Saat mulai lelah karena tipsy, Sung-kyung mengajak istirahat di kamarnya sekalian menunggu pagi. Dengan sopan juga, dia membiarkan saya melemparkan badan ke kasur twin di sebelahnya. Tidak seperti para bule yang dengan leluasa buka baju di kamar, doi malah permisi ke toilet saat mengganti celana dan baju. Doi juga sampai sengaja menawari saya baju dan celana santai, serta dengan anehnya, memberikan sikat gigi baru untuk saya pakai malam itu.
"I know, it's weird," katanya.
Ini yang saya suka dengan cowok seperti dia, super inisiatif! Tanpa harus bertanya atau disuruh dulu, kelakuannya kadang sulit diprediksi. Selain sangat gesit memesan minuman, Sung-kyung juga tidak malu membawakan tas, memegangi gelas saya, hingga benar-benar peduli dengan hal-hal kecil, seperti menggantung blus saya dengan rapih ke lemari padahal blus tersebut sengaja saya letakkan di lantai.
Dengan posisi tiduran di lain kasur, kami mengobrol lagi tentang si doi yang katanya lebih suka Cina ketimbang kampung halamannya di Korea. Cewek-cewek Korea terlalu kurus katanya. Orang-orang disana juga terlalu obsesif dengan fashion, muka yang sempurna, serta badan-badan super ramping yang faktanya sama sekali tidak menarik perhatian.
"Di Amerika, saya biasanya pakai baju ukuran M-L. Di Korea, banyak baju tidak muat untuk saya. Kalaupun muat, ukurannya XL atau XXL. Bayangkan!"
Duh, kasihan si abang buntet.
Lucunya, saat saya suruh bicara bahasa Korea, Sung-kyung langsung menutup wajahnya dengan selimut lalu berbisik dengan aksen Korea yang super cute.
"Sorry, I am so shy saying something in Korean."
Aahhh ~ ^.^
Sung-kyung juga mengatakan kalau saya adalah cewek Indonesia pertama yang dia kencani. "Most of the time, I only date Korean girls," katanya.

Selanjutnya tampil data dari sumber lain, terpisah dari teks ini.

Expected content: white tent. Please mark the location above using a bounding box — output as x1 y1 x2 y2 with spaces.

"Tapi nih ya, menurut kamu, kalau seandainya kamu tinggal di Kopenhagen, do you think we could be together?" tanya saya mengharap. Efek tipsy.
"Maybe. It could be possible, though quite tough. But my parents hate non-Koreans."
Doi cerita kalau orang Korea di Amerika sebisa mungkin menikah dengan sesama orang Korea juga untuk mempertahankan tradisi dan kultur. Bagi orang Korea, kalaupun harus dengan kebangsaan lain, kemungkinan untuk berpacaran ataupun menikah hanya untuk orang-orang top three; Korea, Jepang, dan Cina. Jadi mereka menganggap, orang-orang yang muka dan kebudayaannya satu rumpun mereka sajalah yang pantas mendampingi hidup ke depannya.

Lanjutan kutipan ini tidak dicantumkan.